At Granny's Diner, Mr Gold approaches David to ask him about his other life during the curse to see if there was some way to win back Belle, so David tells him the only way to win her heart is to be himself, so they trek down to the "Rabbit Hole" where Lacey seems to be enjoying herself with playing pool and taking shots. After much convincing, Lacey agrees to go out with Mr. Gold on a date. As they return to Granny's, Lacey shocks Mr Gold with ordering Chicken Parmesan and a full glass of wine instead of hamburgers, and as they make a small conversation he spills the wine on her dress and she excuses herself to go to the bathroom. Mr Gold then becomes suspicious when he checks on her and discovers Lacey out in the back seducing a man called Keith (the Sheriff of Nottingham's counterpart).
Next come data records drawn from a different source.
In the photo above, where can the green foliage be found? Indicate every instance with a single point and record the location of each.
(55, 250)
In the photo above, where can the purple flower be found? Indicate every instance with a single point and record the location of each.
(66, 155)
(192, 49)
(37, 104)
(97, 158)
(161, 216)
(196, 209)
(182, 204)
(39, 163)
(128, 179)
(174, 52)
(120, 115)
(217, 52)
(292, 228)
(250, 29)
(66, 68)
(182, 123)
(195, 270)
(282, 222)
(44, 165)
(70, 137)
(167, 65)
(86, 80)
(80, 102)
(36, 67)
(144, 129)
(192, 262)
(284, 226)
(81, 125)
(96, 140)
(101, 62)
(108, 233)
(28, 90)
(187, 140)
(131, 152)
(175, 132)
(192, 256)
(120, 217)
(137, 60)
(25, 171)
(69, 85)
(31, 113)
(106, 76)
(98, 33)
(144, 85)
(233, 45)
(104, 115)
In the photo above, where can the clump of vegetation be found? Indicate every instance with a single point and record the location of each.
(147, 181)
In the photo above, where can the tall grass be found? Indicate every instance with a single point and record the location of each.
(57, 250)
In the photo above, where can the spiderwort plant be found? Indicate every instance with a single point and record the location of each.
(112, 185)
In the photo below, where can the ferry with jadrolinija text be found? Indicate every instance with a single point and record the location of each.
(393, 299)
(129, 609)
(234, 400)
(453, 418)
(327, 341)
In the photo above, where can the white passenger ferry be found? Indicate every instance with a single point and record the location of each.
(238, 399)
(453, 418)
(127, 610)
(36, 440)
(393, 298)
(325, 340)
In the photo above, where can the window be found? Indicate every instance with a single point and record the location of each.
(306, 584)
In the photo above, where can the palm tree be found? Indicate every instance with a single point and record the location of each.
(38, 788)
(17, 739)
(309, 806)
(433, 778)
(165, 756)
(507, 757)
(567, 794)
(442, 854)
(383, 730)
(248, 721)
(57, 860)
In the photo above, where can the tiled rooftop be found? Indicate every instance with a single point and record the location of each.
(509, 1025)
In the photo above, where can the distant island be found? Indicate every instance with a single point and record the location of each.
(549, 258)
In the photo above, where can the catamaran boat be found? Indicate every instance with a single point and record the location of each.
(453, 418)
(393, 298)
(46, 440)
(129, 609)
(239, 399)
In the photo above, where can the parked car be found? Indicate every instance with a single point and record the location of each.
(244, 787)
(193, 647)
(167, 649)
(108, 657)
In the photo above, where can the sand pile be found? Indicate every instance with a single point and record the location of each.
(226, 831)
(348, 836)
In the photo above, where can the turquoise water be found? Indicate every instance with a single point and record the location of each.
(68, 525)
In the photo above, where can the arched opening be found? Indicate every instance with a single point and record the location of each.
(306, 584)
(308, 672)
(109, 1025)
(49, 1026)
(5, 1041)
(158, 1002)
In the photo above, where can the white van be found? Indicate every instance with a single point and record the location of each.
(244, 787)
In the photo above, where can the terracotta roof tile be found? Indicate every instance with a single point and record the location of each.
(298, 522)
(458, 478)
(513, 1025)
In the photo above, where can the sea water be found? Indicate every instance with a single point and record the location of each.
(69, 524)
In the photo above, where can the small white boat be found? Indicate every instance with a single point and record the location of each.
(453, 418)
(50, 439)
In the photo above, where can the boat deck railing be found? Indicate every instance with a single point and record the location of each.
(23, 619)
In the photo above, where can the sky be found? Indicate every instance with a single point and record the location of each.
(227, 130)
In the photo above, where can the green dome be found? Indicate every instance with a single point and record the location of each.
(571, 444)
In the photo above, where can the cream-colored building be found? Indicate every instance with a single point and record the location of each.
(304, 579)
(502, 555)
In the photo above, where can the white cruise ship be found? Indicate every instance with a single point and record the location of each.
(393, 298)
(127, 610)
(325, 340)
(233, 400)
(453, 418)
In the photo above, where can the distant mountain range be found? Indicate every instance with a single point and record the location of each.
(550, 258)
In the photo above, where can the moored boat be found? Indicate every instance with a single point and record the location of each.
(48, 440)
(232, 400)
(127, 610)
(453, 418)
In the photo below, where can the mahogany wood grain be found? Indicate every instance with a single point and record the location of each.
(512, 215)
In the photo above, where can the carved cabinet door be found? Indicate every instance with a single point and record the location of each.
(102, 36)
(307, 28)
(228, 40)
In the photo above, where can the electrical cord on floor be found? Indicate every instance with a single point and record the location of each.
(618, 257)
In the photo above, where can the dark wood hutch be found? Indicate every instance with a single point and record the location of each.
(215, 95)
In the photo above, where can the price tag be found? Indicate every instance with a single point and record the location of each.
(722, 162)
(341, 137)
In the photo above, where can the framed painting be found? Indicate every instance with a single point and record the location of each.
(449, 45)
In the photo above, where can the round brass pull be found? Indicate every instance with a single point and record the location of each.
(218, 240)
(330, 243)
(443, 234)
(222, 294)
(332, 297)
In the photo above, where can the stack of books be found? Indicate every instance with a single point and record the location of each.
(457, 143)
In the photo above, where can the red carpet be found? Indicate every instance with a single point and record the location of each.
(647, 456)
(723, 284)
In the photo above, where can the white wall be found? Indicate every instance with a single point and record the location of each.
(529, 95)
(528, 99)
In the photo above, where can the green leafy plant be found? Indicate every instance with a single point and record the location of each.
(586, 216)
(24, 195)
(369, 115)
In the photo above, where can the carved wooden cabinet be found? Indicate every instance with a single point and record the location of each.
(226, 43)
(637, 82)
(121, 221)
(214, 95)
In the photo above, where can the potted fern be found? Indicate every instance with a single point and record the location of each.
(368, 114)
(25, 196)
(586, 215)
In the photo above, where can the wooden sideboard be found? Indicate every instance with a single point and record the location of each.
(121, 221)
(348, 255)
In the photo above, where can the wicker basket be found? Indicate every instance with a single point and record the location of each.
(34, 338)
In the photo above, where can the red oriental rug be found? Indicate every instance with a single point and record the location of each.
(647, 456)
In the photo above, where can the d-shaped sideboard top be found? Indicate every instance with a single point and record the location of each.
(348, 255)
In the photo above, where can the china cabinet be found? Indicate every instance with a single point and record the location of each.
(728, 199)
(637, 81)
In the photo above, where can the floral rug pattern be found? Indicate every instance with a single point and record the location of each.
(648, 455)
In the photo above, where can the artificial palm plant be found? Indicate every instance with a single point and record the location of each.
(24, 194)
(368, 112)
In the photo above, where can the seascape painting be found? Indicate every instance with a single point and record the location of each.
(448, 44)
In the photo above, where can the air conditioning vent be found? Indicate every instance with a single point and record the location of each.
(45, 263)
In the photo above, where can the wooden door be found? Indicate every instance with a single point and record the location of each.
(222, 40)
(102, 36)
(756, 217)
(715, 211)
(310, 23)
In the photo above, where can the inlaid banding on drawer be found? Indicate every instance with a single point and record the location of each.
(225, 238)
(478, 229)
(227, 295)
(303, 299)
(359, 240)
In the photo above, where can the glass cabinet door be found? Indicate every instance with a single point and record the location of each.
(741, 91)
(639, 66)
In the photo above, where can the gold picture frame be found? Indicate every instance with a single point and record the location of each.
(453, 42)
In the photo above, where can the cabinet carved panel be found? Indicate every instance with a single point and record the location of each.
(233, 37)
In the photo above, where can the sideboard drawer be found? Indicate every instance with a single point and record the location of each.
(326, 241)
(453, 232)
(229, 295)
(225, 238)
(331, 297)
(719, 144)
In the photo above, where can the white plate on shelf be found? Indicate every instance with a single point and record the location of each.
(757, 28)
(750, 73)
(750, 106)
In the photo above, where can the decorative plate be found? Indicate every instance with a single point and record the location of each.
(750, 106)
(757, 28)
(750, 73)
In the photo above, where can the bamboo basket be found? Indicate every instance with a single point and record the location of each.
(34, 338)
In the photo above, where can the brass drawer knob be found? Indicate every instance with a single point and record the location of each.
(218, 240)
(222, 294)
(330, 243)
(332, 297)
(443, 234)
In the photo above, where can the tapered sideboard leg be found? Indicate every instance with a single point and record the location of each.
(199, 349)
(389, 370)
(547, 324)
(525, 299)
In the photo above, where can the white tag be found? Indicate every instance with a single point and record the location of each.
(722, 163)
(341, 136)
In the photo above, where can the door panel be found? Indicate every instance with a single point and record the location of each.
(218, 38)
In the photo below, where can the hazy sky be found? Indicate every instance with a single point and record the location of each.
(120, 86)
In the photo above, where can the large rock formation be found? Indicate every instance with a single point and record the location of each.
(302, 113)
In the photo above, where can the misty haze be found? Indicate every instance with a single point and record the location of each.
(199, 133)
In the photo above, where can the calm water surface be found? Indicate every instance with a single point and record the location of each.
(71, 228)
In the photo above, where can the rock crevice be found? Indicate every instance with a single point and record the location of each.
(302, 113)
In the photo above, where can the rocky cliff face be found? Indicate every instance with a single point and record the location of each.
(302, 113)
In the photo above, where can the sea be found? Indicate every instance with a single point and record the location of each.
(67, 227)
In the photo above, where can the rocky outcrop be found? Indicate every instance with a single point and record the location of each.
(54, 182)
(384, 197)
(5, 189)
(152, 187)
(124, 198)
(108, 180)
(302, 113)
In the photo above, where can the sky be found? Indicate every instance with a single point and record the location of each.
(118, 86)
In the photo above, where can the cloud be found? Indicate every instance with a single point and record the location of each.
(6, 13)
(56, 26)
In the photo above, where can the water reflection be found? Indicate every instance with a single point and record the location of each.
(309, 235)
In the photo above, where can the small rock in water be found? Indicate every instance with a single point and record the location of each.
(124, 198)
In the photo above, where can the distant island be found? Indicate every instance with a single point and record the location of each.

Lacey is not happy with Mr Gold because he wants Belle back and she leaves, but when he confronts Keith again, he takes his tongue out (as he did back in the forest) so he will not scream and beats him with his cane. When Lacey returns, she sees that the rumors of Mr Gold's dark side are true and is glad for it, saying, "You really are as dark as people say," to which Mr. Gold replies, "Darker dearie, much darker," and proceeds to continue beating Keith while Lacey watches with a smile.
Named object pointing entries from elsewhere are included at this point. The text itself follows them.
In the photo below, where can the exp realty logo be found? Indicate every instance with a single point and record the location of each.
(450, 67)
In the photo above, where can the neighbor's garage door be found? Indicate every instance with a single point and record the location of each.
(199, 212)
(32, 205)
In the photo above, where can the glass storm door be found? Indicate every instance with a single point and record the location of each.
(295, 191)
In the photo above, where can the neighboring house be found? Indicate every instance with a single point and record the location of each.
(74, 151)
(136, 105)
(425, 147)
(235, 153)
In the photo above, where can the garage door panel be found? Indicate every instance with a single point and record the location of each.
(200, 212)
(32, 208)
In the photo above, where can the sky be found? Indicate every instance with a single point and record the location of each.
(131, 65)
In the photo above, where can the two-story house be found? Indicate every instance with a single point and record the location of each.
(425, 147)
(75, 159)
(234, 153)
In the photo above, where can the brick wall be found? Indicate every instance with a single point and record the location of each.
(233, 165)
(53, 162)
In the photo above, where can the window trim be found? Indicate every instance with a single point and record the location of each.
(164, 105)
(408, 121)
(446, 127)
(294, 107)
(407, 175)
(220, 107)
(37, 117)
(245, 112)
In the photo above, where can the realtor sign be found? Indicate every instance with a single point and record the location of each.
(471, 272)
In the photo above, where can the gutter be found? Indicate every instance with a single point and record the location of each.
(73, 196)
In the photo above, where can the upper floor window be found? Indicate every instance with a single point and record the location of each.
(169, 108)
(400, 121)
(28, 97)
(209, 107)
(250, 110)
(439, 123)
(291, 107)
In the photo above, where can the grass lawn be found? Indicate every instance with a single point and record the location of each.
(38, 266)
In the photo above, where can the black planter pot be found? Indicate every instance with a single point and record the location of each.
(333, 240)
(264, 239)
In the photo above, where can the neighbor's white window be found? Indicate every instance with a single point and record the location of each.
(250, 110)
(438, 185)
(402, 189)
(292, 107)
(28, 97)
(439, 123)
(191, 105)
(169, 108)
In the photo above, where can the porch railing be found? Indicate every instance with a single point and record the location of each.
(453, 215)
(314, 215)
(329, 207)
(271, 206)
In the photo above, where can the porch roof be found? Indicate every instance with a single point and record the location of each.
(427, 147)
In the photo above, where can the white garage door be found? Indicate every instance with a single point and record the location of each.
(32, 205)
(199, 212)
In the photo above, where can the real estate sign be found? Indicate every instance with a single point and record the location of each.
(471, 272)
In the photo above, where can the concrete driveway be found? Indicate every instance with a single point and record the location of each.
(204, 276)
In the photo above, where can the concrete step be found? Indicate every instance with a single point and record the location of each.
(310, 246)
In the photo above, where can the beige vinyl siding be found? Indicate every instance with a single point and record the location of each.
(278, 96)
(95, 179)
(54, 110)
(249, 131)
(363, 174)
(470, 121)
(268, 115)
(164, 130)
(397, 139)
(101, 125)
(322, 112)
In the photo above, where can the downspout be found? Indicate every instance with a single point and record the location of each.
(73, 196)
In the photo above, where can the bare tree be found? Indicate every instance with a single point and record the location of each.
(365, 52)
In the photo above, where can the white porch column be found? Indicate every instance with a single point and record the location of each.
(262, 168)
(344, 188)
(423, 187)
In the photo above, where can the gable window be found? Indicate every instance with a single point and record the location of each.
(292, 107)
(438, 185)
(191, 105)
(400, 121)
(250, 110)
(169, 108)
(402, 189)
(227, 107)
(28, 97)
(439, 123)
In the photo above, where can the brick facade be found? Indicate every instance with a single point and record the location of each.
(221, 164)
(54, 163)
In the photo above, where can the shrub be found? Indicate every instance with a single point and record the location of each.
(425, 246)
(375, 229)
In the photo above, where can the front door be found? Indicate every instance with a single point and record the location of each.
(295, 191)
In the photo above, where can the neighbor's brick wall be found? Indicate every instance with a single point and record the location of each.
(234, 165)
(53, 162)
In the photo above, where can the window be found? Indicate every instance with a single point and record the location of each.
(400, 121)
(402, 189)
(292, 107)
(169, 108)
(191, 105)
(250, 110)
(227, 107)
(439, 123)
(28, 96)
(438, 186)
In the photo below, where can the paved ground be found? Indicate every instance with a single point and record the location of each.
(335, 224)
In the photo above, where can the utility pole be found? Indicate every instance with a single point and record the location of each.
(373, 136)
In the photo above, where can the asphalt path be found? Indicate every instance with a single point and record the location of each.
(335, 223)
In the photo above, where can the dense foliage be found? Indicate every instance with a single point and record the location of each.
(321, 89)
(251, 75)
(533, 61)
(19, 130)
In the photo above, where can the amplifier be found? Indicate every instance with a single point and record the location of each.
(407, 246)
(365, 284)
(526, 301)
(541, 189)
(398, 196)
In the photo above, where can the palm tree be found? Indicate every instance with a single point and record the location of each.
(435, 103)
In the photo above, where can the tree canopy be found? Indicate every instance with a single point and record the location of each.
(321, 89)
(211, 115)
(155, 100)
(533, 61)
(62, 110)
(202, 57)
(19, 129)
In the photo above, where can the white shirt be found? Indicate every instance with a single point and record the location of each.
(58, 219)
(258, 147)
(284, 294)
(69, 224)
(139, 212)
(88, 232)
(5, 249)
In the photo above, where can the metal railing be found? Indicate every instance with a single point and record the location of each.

Meanwhile, David and Mary Margaret reveal to Emma that Anton is in Storybrooke and has been growing magic beans in a field concealed by the Mother Superior/Blue Fairy. Mary Margaret, disturbed by her own recent actions, is now as eager as David to return to the Enchanted Forest, but Emma considers Earth her home and is conflicted over which world she and Henry should live in. When Regina confronts Emma about Henry's relationship with Neal, Emma warns Regina that her behavior could result in her losing Henry "forever", which makes Regina suspicious. After David and Mary Margaret drop off the dwarves and Anton for dinner, Regina uses her magic to track them back to the field and discovers the beans. Neal brings a sleeping Henry home, complimenting his sword skills and mentioning he has befriended August. When Emma asks Neal how he feels about the idea of returning to the Enchanted Forest, he is noncommittal and she does not mention the beans. Emma still hopes to decipher August's warning.
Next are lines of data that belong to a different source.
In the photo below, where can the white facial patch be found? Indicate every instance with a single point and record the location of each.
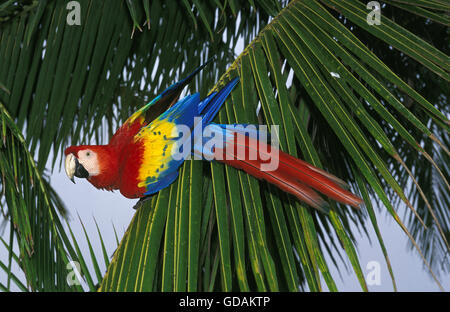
(88, 159)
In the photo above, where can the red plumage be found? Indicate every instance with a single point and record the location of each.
(291, 175)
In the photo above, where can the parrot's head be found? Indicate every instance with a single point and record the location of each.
(82, 161)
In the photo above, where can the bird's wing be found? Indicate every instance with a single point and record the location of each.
(167, 140)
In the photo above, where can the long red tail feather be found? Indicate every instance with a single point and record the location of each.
(292, 175)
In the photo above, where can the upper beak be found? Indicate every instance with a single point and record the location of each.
(74, 168)
(70, 166)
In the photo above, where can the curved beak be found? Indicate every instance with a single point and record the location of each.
(74, 168)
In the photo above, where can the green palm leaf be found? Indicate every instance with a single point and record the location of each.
(316, 69)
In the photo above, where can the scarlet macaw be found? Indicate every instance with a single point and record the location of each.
(138, 159)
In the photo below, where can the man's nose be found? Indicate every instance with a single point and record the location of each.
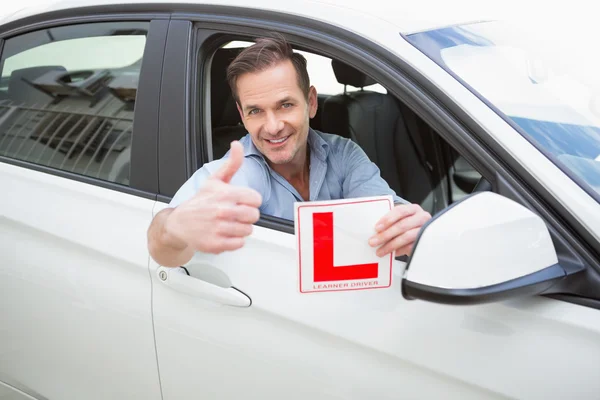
(273, 125)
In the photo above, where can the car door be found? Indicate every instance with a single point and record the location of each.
(78, 137)
(236, 324)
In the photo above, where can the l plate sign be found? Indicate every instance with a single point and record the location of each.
(333, 245)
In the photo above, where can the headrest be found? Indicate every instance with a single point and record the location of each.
(223, 109)
(21, 91)
(347, 75)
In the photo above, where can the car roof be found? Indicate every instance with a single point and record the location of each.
(406, 16)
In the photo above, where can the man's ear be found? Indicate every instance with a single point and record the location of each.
(313, 103)
(239, 110)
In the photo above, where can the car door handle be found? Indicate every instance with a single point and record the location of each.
(178, 280)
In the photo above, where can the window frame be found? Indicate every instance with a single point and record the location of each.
(144, 150)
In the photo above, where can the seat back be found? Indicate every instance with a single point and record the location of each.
(377, 123)
(226, 122)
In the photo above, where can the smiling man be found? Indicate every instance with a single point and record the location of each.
(279, 162)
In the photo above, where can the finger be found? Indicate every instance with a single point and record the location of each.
(242, 195)
(233, 163)
(398, 242)
(231, 229)
(406, 250)
(404, 225)
(396, 214)
(240, 213)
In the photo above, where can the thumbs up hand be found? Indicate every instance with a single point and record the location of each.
(220, 215)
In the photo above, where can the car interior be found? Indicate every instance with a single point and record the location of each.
(79, 120)
(417, 164)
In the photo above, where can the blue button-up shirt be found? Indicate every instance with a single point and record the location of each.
(339, 169)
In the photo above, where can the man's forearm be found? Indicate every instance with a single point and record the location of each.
(165, 249)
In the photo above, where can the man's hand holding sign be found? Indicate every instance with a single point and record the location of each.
(397, 231)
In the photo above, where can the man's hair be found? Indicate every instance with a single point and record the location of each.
(265, 53)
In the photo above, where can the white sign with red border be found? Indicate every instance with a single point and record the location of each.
(333, 245)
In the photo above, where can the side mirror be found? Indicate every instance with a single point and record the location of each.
(482, 249)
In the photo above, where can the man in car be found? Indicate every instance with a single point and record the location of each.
(279, 162)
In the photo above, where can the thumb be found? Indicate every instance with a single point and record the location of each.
(230, 167)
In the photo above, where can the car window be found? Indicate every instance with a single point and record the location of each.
(320, 71)
(67, 97)
(548, 91)
(411, 157)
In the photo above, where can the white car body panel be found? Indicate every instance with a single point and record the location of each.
(78, 322)
(363, 344)
(76, 316)
(382, 25)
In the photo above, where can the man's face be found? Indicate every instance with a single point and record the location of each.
(276, 113)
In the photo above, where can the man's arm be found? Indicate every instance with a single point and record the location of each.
(164, 247)
(216, 218)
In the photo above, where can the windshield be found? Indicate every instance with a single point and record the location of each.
(548, 94)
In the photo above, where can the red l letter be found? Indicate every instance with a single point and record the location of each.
(323, 255)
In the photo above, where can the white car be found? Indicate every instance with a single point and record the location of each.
(107, 107)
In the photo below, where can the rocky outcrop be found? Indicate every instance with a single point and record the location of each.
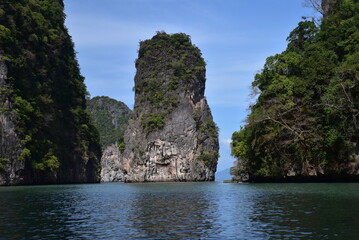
(11, 166)
(110, 117)
(110, 164)
(171, 135)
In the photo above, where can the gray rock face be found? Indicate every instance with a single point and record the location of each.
(171, 135)
(110, 164)
(11, 167)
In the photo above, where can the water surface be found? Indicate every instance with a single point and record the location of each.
(180, 211)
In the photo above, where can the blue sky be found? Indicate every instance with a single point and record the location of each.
(235, 37)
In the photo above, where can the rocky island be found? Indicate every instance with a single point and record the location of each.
(171, 135)
(304, 125)
(46, 135)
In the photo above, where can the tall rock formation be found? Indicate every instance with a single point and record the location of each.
(11, 166)
(46, 134)
(171, 135)
(110, 117)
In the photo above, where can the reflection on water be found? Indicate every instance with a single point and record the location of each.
(180, 211)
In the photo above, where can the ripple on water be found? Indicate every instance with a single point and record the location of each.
(180, 211)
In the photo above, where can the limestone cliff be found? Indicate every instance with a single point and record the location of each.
(11, 166)
(110, 117)
(171, 135)
(46, 135)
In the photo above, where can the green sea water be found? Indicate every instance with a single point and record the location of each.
(181, 211)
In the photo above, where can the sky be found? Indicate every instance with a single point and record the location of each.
(234, 36)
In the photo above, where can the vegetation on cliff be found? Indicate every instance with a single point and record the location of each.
(48, 93)
(165, 55)
(110, 117)
(307, 111)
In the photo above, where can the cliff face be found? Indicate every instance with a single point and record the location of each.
(46, 134)
(304, 125)
(110, 117)
(11, 166)
(171, 135)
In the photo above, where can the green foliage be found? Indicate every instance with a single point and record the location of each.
(3, 162)
(110, 117)
(208, 158)
(307, 110)
(153, 121)
(48, 90)
(165, 63)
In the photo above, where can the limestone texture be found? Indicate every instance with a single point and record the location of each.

Greg (Ethan Embry) shows Tamara (Sonequa Martin-Green) a map of where he has observed magic in Storybrooke. He still intends to find his father. Tamara explains to Greg she is going to bring a "package" into town from where she has hidden it nearby. That night at the city limits, Tamara pulls up with a trailer. Tamara opens it and reveals that she tied up Captain Hook (Colin O'Donoghue).

==Production==
"Lacey" was co-written by series creators Edward Kitsis and Adam Horowitz, while Milan Cheylov served as the episode's director.

==Cultural references==
Disney references in this episode point to Alice In Wonderland, Beauty and the Beast, and elements from the animated version of Robin Hood.

==Reception==

===Ratings===
This outing remained steady from the previous episode, with a 2.1/6 among 18-49s with 7.37 million viewers tuning in.

===Reviews===
The episode received mixed reviews from critics.

Hilary Busis from Entertainment Weekly had good things to say about this outing but notes that "Rumpbelle fans were undoubtedly fine with that; others may have felt a bit let down by 'Lacey,' especially since it aired after three long Once-less weeks."

Oliver Sava of The A.V. Club gave this episode a "C+": "Welcome back to Storybrooke, where everyone is either evil or dumb right now. This show certainly does love its status quo, and after pushing characters briefly outside their comfort zones with solid results this season, 'Lacey' backtracks on a lot of those developments to create some conflict before the finale."